High-resolution Computer Vision improved by AI

The system could improve image quality in video streaming or help autonomous vehicles identify road hazards in real-time.

An autonomous vehicle must rapidly and accurately recognize objects that it encounters, from an idling delivery truck parked at the corner to a cyclist whizzing toward an approaching intersection.

To do this, the vehicle might use a powerful computer vision model to categorize every pixel in a high-resolution image of this scene, so it doesn’t lose sight of objects that might be obscured in a lower-quality image. But this task, known as semantic segmentation, is complex and requires a huge amount of computation when the image has high resolution.

Researchers from MIT, the MIT-IBM Watson AI Lab, and elsewhere have developed a more efficient computer vision model that vastly reduces the computational complexity of this task. Their model can perform semantic segmentation accurately in real-time on a device with limited hardware resources, such as the on-board computers that enable an autonomous vehicle to make split-second decisions.

Recent state-of-the-art semantic segmentation models directly learn the interaction between each pair of pixels in an image, so their calculations grow quadratically as image resolution increases.
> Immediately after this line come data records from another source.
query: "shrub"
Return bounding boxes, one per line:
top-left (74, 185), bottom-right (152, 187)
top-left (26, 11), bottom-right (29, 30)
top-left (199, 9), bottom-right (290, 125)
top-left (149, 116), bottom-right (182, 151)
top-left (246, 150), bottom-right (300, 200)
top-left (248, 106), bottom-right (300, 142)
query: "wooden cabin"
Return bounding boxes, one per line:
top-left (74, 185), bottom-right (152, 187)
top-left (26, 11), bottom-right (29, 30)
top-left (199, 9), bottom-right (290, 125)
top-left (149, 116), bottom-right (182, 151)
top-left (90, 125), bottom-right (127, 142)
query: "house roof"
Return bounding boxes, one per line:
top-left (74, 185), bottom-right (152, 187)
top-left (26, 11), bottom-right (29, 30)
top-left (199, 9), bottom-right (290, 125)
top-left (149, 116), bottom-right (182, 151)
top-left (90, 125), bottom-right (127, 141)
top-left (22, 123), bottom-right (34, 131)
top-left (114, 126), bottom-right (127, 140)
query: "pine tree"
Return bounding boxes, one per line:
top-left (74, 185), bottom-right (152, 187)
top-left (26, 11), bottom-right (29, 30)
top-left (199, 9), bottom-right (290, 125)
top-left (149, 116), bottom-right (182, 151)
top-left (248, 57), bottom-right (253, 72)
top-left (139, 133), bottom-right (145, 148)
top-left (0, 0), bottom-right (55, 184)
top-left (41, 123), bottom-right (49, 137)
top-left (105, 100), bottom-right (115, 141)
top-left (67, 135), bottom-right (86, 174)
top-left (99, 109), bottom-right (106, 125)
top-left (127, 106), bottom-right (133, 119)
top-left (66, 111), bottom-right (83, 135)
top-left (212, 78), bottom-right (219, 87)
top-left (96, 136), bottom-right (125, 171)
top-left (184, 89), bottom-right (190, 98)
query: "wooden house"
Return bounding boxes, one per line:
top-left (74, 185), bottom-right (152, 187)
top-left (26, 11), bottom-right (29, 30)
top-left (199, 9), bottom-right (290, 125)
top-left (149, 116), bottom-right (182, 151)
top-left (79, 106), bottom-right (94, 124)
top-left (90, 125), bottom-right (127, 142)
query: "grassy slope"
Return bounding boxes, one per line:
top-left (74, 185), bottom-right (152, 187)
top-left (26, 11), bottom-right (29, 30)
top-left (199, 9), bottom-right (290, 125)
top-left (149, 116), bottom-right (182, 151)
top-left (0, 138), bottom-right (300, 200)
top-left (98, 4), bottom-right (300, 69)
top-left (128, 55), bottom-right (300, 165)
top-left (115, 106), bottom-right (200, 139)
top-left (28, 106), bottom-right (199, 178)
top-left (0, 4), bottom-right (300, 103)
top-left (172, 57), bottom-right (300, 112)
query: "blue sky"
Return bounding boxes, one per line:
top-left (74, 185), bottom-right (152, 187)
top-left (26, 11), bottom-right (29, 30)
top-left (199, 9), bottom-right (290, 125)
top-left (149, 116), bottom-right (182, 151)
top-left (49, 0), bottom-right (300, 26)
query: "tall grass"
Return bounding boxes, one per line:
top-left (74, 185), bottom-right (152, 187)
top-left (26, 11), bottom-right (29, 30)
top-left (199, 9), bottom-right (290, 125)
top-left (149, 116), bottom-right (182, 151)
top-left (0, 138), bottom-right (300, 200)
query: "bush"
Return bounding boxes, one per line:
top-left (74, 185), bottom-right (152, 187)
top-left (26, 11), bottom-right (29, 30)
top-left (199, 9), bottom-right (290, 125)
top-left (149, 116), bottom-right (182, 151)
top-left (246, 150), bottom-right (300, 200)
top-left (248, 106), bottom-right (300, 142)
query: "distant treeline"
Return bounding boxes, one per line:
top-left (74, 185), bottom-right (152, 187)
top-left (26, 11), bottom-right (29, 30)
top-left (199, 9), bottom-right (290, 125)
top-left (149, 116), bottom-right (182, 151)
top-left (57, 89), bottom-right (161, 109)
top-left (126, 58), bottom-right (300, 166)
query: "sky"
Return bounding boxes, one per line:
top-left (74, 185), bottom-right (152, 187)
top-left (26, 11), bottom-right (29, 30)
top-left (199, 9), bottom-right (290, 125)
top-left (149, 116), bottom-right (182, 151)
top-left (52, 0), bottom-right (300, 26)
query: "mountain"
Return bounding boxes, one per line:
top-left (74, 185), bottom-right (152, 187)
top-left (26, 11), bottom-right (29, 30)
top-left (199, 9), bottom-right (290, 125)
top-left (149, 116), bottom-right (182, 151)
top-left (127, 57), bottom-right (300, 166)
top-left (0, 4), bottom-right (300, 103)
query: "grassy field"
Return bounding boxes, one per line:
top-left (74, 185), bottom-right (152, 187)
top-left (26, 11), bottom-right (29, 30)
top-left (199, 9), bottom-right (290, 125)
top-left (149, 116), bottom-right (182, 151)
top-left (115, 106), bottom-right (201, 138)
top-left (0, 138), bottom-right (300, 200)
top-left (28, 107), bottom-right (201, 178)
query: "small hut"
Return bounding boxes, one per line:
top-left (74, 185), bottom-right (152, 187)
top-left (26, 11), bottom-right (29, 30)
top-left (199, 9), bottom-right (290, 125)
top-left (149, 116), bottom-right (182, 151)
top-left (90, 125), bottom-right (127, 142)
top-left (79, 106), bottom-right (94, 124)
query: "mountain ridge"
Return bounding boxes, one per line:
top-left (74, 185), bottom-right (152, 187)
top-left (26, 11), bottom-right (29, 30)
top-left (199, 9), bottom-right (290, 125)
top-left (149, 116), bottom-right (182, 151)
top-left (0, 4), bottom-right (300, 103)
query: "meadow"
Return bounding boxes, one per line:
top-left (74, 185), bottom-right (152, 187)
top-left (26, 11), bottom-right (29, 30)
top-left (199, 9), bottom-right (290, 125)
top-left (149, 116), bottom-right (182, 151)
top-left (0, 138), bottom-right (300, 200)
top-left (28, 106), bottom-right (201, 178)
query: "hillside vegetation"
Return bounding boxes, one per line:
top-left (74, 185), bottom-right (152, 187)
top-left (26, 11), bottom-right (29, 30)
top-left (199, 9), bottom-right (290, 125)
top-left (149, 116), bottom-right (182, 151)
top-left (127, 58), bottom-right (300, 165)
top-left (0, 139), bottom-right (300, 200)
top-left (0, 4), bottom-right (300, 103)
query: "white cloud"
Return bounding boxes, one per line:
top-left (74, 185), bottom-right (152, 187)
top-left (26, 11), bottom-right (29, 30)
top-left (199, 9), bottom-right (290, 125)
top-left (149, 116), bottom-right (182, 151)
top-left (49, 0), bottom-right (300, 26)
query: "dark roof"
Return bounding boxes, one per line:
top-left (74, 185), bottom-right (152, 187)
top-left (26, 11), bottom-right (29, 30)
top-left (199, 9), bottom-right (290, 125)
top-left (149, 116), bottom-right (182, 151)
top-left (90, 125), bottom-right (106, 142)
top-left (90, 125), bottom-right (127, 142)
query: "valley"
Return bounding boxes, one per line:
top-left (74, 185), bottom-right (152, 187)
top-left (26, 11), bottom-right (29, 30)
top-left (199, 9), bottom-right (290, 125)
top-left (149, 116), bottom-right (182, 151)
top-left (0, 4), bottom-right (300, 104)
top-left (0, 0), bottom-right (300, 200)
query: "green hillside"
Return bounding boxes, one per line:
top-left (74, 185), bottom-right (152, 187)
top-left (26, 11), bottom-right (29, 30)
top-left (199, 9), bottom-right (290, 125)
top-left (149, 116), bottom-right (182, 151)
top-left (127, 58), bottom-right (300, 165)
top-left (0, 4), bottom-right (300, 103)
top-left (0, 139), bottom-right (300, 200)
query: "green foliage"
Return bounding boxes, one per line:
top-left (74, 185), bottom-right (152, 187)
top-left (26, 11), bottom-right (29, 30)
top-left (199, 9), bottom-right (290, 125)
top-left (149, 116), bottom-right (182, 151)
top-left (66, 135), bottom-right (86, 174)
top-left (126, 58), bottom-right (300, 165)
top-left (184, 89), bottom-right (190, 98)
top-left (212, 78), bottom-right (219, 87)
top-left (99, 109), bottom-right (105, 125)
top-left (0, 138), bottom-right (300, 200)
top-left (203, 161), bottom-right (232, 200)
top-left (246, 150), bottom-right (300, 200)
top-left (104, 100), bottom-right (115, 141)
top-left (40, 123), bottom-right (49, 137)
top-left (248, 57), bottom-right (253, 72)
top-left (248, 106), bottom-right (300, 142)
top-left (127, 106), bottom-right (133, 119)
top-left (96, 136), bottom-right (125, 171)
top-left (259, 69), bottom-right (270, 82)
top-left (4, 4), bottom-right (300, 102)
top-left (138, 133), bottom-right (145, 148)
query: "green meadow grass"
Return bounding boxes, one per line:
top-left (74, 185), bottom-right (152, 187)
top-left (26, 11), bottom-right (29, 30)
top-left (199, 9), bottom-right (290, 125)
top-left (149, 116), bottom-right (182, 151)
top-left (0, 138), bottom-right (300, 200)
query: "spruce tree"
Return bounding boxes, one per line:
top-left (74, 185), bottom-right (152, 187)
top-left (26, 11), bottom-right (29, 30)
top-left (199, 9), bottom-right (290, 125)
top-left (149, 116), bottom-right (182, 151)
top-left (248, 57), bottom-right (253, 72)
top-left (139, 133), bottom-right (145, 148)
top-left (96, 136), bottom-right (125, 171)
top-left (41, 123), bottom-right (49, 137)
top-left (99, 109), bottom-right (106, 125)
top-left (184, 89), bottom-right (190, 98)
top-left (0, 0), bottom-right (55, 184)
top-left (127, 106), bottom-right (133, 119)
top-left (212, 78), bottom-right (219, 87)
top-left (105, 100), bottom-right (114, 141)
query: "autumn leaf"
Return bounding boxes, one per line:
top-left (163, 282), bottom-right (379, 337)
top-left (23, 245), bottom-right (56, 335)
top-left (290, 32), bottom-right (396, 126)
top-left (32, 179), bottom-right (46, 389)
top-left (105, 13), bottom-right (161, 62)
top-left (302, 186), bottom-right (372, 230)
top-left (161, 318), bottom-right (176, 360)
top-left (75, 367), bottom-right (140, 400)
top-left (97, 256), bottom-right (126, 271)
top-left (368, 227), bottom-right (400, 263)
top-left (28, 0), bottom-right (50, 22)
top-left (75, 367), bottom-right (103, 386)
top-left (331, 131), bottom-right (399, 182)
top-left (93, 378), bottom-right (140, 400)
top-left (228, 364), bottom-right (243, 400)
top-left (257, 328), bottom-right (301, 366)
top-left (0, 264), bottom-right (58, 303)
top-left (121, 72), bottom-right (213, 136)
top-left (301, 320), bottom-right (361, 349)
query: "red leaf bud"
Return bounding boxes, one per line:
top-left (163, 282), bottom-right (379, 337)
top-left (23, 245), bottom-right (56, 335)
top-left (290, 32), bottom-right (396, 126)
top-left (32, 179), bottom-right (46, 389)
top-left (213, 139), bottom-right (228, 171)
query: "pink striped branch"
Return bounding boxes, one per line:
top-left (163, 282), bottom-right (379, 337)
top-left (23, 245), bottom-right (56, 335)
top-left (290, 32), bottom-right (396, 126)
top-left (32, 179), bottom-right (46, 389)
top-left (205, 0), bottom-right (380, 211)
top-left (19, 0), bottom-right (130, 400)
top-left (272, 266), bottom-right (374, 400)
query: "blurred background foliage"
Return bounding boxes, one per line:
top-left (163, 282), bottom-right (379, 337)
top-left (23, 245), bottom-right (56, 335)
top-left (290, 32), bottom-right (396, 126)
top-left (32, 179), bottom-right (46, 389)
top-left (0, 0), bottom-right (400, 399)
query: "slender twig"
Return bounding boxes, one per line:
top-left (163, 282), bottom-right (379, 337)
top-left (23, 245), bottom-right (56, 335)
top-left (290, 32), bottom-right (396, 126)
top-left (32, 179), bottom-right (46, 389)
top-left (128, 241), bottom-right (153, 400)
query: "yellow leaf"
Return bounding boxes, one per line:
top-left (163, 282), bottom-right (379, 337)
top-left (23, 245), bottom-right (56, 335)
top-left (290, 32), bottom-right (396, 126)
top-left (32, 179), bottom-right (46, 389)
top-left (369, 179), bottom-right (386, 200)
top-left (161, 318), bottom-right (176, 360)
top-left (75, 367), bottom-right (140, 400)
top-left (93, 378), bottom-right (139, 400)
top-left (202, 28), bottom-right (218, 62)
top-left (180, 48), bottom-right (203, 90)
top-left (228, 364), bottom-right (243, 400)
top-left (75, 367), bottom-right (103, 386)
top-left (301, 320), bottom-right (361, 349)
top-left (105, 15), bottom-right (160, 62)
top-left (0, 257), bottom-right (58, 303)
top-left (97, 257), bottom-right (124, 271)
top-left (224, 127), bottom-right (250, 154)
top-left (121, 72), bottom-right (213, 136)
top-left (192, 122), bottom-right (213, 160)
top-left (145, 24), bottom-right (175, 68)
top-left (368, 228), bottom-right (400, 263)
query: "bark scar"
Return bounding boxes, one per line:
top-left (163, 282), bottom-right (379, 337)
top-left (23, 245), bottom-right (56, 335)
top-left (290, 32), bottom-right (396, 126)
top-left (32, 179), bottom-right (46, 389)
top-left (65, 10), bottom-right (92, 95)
Because of this, while these models are accurate, they are too slow to process high-resolution images in real time on an edge device like a sensor or mobile phone.

The MIT researchers designed a new building block for semantic segmentation models that achieves the same abilities as these state-of-the-art models, but with only linear computational complexity and hardware-efficient operations.

The result is a new model series for high-resolution computer vision that performs up to nine times faster than prior models when deployed on a mobile device. Importantly, this new model series exhibited the same or better accuracy than these alternatives.

Not only could this technique be used to help autonomous vehicles make decisions in real-time, it could also improve the efficiency of other high-resolution computer vision tasks, such as medical image segmentation.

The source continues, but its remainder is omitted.